The insiders - who made a huge profit off federal land that had been transferred to Clark County, Nev. - included Mayor Oscar Goodman, the trustee alleges. Part of the land was later sold to Southwick, who has lost it in foreclosure to the Las Vegas group, according to a report filed this week in Las Vegas by Lewis Freeman, who has control over the Southwick companies that filed for bankruptcy several years ago in Nevada.
The Miami attorney said his preliminary investigation raised questions about whether the group known as the Apex Holding Co. sold land to Southwick knowing his VesCor companies would default and that the group would get the property back.
"In conclusion, my investigation is incomplete as to whether Southwick/VesCor were scammers that [were] scammed or just greedy fraudsters who reached for the sky and fell on their face," Freeman wrote.
Southwick is awaiting sentencing on his guilty pleas to nine counts of violating Utah's securities laws in connection with what investigators have described as a huge Ponzi scheme in which at least 800 people lost $180 million. In addition, Southwick's web of 150 or so companies generally known as VesCor had an estimated $450 million in total debt when other companies he controlled filed for bankruptcy in Utah last year.
The Nevada land is just north of Las Vegas along Interstate 15. It was part of a transfer of federal lands to Clark County in a 1989 law.
The report said the land, designated for an industrial park, was purchased from Clark County by Apex Holding, which was formed by the Vegas group that included Goodman, paving contractors, a casino owner, construction company owners and an attorney.
The Apex group paid $9 million for 10,000 acres in 1999 and reportedly spent another $9 million for engineering, legal work and environmental studies.

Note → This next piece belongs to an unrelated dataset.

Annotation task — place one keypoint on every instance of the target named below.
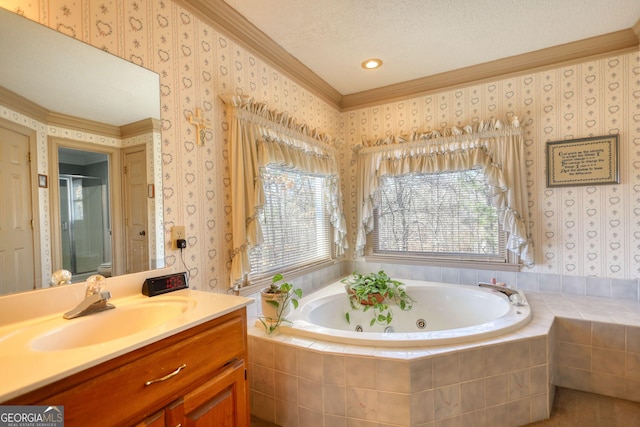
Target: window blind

The group then sold 4,000 of those acres for $40 million, "thus selling 40 percent of the property for over double their cost," to unspecified buyers, Freeman said in the report.
In late 2004, deep in debt and having already been sanctioned by authorities in two states, Southwick expressed interest in purchasing part of the remaining 6,000 acres but the report said Apex required him to buy all of it. Southwick, who by this time was again under investigation by state and federal authorities, reportedly agreed to pay $123.6 million for the land split into three parcels, with $16 million down and the rest financed by the sellers.
That meant the Apex group had been paid $56 million for 10,000 acres, for which it had paid $9 million; and Southwick still owed around $100 million.
"The increase in value from $9 million to $160 million in less than 10 years - on land that is not zoned and without crucial water rights - is unfathomable to me," Freeman said in the report.
Freeman suggests that the Apex partners sold the property to Southwick knowing he would not be able to make payments and they could repossess it, which they have since done.
The trustee, whose firm specializes in forensic accounting, said he might seek a return of monies from the Apex group.
Freeman on Wednesday would not elaborate on his statements, except to say, "The report speaks for itself, but in all my years of doing investigations, this is a pretty startling report."
The Apex manager of the property, an attorney for the group and Goodman's office did not return phone calls seeking comment.